N.B. 1 - Remarques juridiques

 

« Ce Missel (de 1962) n’a jamais été juridiquement abrogé »

(Benoît XVI, 7 juillet 2007)

- 16 juin 1971 : la Sacrée Congrégation pour le Culte divin publie, sans date ni signature, une officieuse « Notification sur le missel romain, la liturgie des heures et le calendrier », laquelle interdit le Missel de 1962 à tous les fidèles et à tous les prêtres, sauf les invalides qui célèbrent seuls et sans assistance. Cette même Notification introduit le nouveau bréviaire et supprime l’ancien.

- 24 mai 1976 : dans un célèbre Discours au consistoire, Paul VI reprend les termes de cette Notification pour réitérer la même interdiction, cependant sans portée juridique – puisque le pape Benoît XVI affirme nettement le 7 juillet que ce missel ne fut « jamais  juridiquement abrogé ».

- 3 octobre 1984 : le Cal A. Mayer, Pro-Préfet de la Congrégation pour le Culte divin, signe l’Indult Quattuor abhinc annos. Le Missel de 1962 peut être ponctuellement autorisé par les évêques, sous conditions (n’avoir aucun lien avec la FSSPX) et uniquement dans des chapelles ou oratoires privés, jamais en paroisse.

- 1er juillet 1988 : Le Motu Proprio d’excommunication Ecclesia Dei adflicta du pape Jean-Paul II demande aux évêques « l’application large et généreuse » du précédent Indult ; mais aux conditions de celui-ci (aucun lien avec le « schisme »), il ajoute l’exigence d’adhérer au caractère normatif du nouveau magistère postconciliaire et à la « Tradition vivante ». Le Missel de 1962 ne peut être permis que par dérogation, non comme un droit.

- 7 juillet 2007 : Benoît XVI reconnaît le plein droit d’usage des livres liturgiques de 1962, car ils n’ont « jamais été juridiquement abrogés ». Il accorde cet usage sans conditions juridiques, ce droit devant être désormais garanti par l’autorité des curés, des évêques et, en dernier recours, du saint Siège.

 

N.B. 2 - Quelques cas précis

 

Tout d’abord, au lendemain de cette entrée en vigueur, beaucoup d’évêques ont annoncé qu’il n’y avait pas de demande des fidèles pour la liturgie traditionnelle… Mais les fidèles intéressés ont-ils eu le temps de se manifester ? Certains l’ont fait de longue date, comme à Reims ; d’autres plus récemment.
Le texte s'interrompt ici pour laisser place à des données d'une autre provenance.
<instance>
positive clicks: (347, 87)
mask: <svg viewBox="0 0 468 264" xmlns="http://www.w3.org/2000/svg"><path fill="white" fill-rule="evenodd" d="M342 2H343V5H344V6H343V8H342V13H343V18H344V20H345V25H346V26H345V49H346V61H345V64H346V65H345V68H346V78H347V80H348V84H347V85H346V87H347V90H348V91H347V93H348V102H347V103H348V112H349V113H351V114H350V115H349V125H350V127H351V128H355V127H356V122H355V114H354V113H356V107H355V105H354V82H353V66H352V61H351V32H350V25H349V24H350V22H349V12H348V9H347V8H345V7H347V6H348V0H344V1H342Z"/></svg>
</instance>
Ainsi, un archevêque a reçu la demande en bonne et due forme d’une confrérie de Pénitents, pour que l’IBP desserve habituellement leur chapelle privée : il y répond en interdisant tout ministère en son diocèse, à tout prêtre appartenant à l’Institut du Bon Pasteur – pas même un mariage, un baptême, une confession ou un enterrement, en aucune circonstance ! Rappelons que la lettre du Saint Père qui accompagne son texte de loi du 7 juillet précise : « Le rôle [de l’évêque] demeurera de toute façon celui de veiller à ce que tout se passe dans la paix et la sérénité »… Et si des fidèles lui demandent une chapelle traditionnelle, voire une paroisse personnelle : « L’évêque est instamment prié d’exaucer leur désir » (Motu Proprio., art. 7), insiste le pape.

 

Une rumeur non démentie indique que la réunion du 11 septembre, à Paris, des archevêques métropolitains de France, se serait conclue sur une orientation qui vise à évincer de l’application du Motu Proprio les instituts de prêtres ou les communautés spécialisées dans la liturgie traditionnelle, en limitant aux prêtres diocésains cette application. Nous n’osons recevoir sans vérification une telle hypothèse, pour vraisemblable qu’elle paraisse. Du reste, grand bien nous fasse si de nombreux prêtres apprennent dans les diocèses à célébrer la messe grégorienne ! Mais s’il est vrai est que des archevêques ou évêques, ne pouvant désormais interdire la messe de St-Pie V, ont résolu d’interdire en leurs diocèses le ministère des prêtres qui (comme en Avignon) , en pleine communion avec Rome, célèbrent exclusivement selon l’usage antique, alors l’expérience missionnaire du Motu Proprio ne pourra jamais être concluante : elle aura été littéralement empêchée. Le Cardinal Castrillon, au cours de ces dernières ordinations bordelaises (le 22/09/2007), a pourtant précisé que les instituts « spécialisés » dans la liturgie tridentine, avaient une mission particulière inscrite dans l’application du Motu Proprio.